17 June, 2009 at 6:07 pm (game design) (, , )

Bruce posted about situation generation and the difficulties inherent in it, as well as a possible solution for those difficulties. It is a post well worth reading, so I won’t explain the contents of it here.

It reminded me of an idea I had once mentioned to a local friend: Some skills are used in conflicts (mainly to solve them), while others are used to gather information or find something; generally to set a scene. This divide is of course informal and not all skills fit in one category or the other.

What would happen if the divide was made explicit? Some skills are clearly in one category or other, but let us arbitrary divide the borderline cases to the two categories also (dice can be used in the process). Now players whose characters have lots of conflict-level skills will tend to do well once things get nasty, while those with more scene-setting skills can decide which conflicts, and which sorts of conflicts, to get involved in. Utter specialisation is for insects, in this case, and for only marginally functional characters.

There are other effects. Some skills simply can’t be used to set up scenes. If, say, sneaking is such a skill, then it must be used in conflicts. Hide and seek is only the last resort, used when the plan proper goes awry. In similar way, maybe riding can only be used to set scenes. You ride to get around, not to skewer people with a lance.

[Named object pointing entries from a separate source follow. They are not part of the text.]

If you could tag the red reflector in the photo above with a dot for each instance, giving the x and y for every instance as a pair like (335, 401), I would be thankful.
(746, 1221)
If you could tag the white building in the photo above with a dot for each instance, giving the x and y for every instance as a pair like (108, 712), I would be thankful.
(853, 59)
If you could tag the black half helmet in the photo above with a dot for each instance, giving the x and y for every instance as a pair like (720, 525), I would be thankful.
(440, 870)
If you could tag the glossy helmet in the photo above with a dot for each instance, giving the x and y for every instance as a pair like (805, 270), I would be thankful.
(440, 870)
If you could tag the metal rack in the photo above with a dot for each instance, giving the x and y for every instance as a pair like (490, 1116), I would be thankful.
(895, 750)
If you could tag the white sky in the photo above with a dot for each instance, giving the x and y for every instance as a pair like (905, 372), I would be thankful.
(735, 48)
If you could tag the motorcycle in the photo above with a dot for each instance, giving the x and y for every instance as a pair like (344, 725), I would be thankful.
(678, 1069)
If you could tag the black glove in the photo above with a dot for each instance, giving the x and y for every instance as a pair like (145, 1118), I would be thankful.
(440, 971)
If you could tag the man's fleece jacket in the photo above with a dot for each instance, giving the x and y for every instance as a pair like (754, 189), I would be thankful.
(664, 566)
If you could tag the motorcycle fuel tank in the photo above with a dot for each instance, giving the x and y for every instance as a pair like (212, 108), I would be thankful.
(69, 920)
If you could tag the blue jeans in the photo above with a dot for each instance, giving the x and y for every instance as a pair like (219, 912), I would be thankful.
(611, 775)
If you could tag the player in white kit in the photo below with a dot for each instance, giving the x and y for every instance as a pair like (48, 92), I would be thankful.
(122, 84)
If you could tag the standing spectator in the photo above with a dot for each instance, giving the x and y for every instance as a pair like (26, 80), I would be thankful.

It does not need to be quite that straightforward. How about a game where fighting can only be used to set scenes, not resolve them? You assault an invading army not to defeat them by fighting but rather to reach their leader; succeed and you do so in a swathe of blood, fail and you are forced to kneel, bound and beaten, when the actual conflict starts. It might take the shape of rousing speech, insults, a touching performance, something arcane, or maybe a contest of riddles. Maybe a contest to have the black-clad evil one see how wrong his deeds are and to turn against his even more evil master.

Conclusion being that drawing an absolute and explicit line between skills that can be only used in conflicts or only used to set up scenes one can alter the gameplay significantly.

Certainly there is more to do. Maybe making this divide is a group process, much like group character creation. “Everyone select two skills that you want to be used in dramatic situations.” Maybe the line is drawn in different places for different characters, hence creating clear niche protection and probably other interesting effects. Might be especially interesting in a PvP environment: Everyone maneuvers to encounter the other in a situation most advantageous to oneself.

There is more still. How are scene-setting skills used? Maybe in the process of free play when someone notices there is an opportunity for their use. Maybe go around the table clockwise, everyone having a scene in order and setting it up with some skill along the way. (Being involved in scenes started by others is smart.)

There’s a game to be designed lurking in these ideas, I think.